Example 5.14: A More Challenging Problem Using Hess’s Law

Chlorine monofluoride can react with fluorine to form chlorine trifluoride:

[1]

\(\ce{ClF(g)}\)\(\ce{ + }\)\(\ce{F2(g)}\)\(\ce{->}\)\(\ce{ClF3(g)}\)\(\ce{ }\) \(ΔH_{\mathrm{1}} = \)?

Use the reactions here to determine the \(Δ\)H for reaction [1]:

[2]

\(\ce{2OF2(g)}\)\(\ce{->}\)\(\ce{O2(g)}\)\(\ce{ + }\)\(\ce{2F2(g)}\)\(\ce{ }\) \(ΔH_{\mathrm{2}} = - 49.4\ \frac{\mathrm{kJ}}{\mathrm{mol}}\)

[3]

\(\ce{2ClF(g)}\)\(\ce{ + }\)\(\ce{O2(g)}\)\(\ce{->}\)\(\ce{Cl2O(g)}\)\(\ce{ + }\)\(\ce{OF2(g)}\)\(\ce{ }\) \(ΔH_{\mathrm{3}} = 205.6\ \frac{\mathrm{kJ}}{\mathrm{mol}}\)

[4]

\(\ce{ClF3(g)}\)\(\ce{ + }\)\(\ce{O2(g)}\)\(\ce{->}\)\(\ce{1/2Cl2O(g)}\)\(\ce{ + }\)\(\ce{3/2OF2(g)}\)\(\ce{ }\) \(ΔH_{\mathrm{4}} = 266.7\ \frac{\mathrm{kJ}}{\mathrm{mol}}\)

Solution

Our goal is to manipulate and combine reactions [2], [3], and [4] such that they add up to reaction [1]. Going from left to right in [1], we first see that \(\ce{ClF(g)}\) is needed as a reactant. This can be obtained by multiplying reaction [3] by 1/2, which means that the \(ΔH\) change is also multiplied by 1/2:

\(ΔH_{\mathrm{3}}\) \(= 205.6\ \frac{\mathrm{kJ}}{\mathrm{mol}}\)

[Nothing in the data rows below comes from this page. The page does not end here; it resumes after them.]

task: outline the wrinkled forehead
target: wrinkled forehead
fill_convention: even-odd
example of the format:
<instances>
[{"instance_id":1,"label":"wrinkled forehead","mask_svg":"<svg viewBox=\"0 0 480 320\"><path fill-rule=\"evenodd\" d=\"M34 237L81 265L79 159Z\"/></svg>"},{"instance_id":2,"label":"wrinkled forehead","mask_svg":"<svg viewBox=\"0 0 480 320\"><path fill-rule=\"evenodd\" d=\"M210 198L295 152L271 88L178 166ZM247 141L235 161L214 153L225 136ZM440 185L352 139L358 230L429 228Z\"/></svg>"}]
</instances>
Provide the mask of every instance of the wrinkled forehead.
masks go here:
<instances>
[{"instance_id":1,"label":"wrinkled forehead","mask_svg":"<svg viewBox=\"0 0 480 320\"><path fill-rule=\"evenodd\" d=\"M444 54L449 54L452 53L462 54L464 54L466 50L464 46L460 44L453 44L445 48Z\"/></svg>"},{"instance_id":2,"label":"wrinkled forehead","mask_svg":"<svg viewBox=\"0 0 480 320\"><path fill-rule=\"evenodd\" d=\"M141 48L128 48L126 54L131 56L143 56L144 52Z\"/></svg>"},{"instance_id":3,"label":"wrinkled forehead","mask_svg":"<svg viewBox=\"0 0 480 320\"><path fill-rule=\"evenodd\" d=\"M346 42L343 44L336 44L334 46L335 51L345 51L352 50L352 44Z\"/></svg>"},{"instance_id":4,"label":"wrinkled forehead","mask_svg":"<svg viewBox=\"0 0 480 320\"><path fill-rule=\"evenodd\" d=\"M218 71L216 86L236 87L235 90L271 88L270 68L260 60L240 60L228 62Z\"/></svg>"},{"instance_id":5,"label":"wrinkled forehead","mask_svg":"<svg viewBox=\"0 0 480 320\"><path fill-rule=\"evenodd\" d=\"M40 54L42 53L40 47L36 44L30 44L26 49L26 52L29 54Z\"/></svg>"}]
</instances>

\(ΔH_{\mathrm{3a}}\) \(= \frac{1 }{ 2} \cdot ΔH_{\mathrm{3}}\)

\(\ \ \ =\frac{1 }{ 2} \cdot 205.6\ \frac{\mathrm{kJ}}{\mathrm{mol}}\)

\(\ \ \ =102.80\ \frac{\mathrm{kJ}}{\mathrm{mol}}\)

[3a]

\(\ce{ClF(g)}\)\(\ce{ + }\)\(\ce{1/2O2(g)}\)\(\ce{->}\)\(\ce{1/2Cl2O(g)}\)\(\ce{ + }\)\(\ce{1/2OF2(g)}\)\(\ce{ }\) \(ΔH\) \( = 102.8\ \frac{\mathrm{kJ}}{\mathrm{mol}}\)

Next, we see that \(\ce{F2}\) is also needed as a reactant. To get this, reverse and halve reaction [2], which means that the \(ΔH\) changes sign and is halved:

\(ΔH_{\mathrm{2}}\) \(= -49.4\ \frac{\mathrm{kJ}}{\mathrm{mol}}\)

\(ΔH_{\mathrm{2a}}\) \(= -\frac{1 }{ 2} \cdot ΔH_{\mathrm{2}}\)

\(\ \ \ =-\frac{1 }{ 2} \cdot (-49.4\ \frac{\mathrm{kJ}}{\mathrm{mol}})\)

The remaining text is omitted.